XX yüzyılın sonunda Ermenilerin Hocalı’da yaptıkları bu kanlı facia tüm insanlığa karşı yöneltilmiş en ağır suçlardan biri olarak değerlendiriliyor. Dünya tarihinde Hocalı faciası tarihin hafızalardan hiç silinmeyen Xatın, Hiroşima, Nagazaki, Sonqmi, Ruanda, Srebrenitsa ve Xolokost gibi korkunç facialardan hiç de geri kalmıyor. Adı geçen olaylar savaşlar tarihine sivil halkın soykırımı olarak dahil olmuş ve tüm dünyada geniş yankı doğurmuştur.

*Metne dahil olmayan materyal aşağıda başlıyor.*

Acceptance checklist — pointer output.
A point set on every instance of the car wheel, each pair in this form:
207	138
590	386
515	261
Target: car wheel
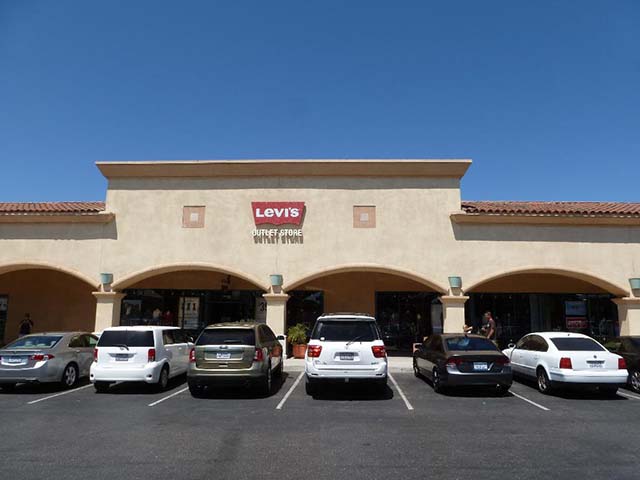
310	387
544	384
163	380
436	381
101	387
69	376
635	381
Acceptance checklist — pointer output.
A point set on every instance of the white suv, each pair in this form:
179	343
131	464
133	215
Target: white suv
139	354
345	347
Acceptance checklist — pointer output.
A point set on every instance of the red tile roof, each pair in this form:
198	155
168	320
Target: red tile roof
51	208
599	209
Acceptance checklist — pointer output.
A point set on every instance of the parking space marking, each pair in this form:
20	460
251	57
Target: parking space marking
541	407
58	394
293	387
628	395
404	397
168	397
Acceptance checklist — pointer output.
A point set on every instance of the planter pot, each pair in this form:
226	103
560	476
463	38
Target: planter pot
299	350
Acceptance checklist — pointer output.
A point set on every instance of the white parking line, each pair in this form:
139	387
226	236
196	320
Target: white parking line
58	394
529	401
406	402
293	387
169	396
628	395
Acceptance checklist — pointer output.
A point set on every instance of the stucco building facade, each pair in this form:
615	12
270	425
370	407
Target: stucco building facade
191	243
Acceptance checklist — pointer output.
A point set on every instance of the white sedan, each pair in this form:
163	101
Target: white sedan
558	358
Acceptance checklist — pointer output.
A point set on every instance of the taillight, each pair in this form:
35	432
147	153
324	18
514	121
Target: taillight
259	355
565	362
313	351
453	361
38	357
378	351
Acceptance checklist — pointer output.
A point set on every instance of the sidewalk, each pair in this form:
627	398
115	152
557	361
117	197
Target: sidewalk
396	364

Planlı şekilde gerçekleştirilen bu soykırımın özellikle Hocalı’da işlenmesi sırasında Ermeniler Azerbaycan’ın bu eski yerleşim bölgesinin yeryüzünden silinmesini amaç edinmiştiler. Çünkü Hocalı Azerbaycan’ın eski dönemlerine sahip alanlardan biri olarak tarih ve kültür anıtları ile seçilmekteydi. Azerbaycanlılardan oluşan 7 bin kişiden fazla nüfusu olan Hocalı (arazisi: 0,94 kv. Km.) Ermeniler yaşayan köylerin kapsamında en büyük ve eski yerleşim yeri olmuştur. Öyle ki, burada eski tarihi anıtlar günümüze kadar kalmakta idi. Bilindiği gibi, Hocalı yakınlarında bizim milattan önce XIV-VII yüzyıla ait olan Hocalı-Gedebey kültürünün örnekleri mevcuttu. 1992 Şubat’ında Ermeni-Rus birleşik silahlı kuvvetleri Hocalı nüfusunu acımasızca katl ederken soykırımın en iğrenç aşaması olan izi kaybetmek gibi menfur eylemlere de el atmış ve Azerbaycan halkı, aynı zamanda insanlık için ender anıtlar örneği olan Hocalı anıtlarını da dağıtmışlar.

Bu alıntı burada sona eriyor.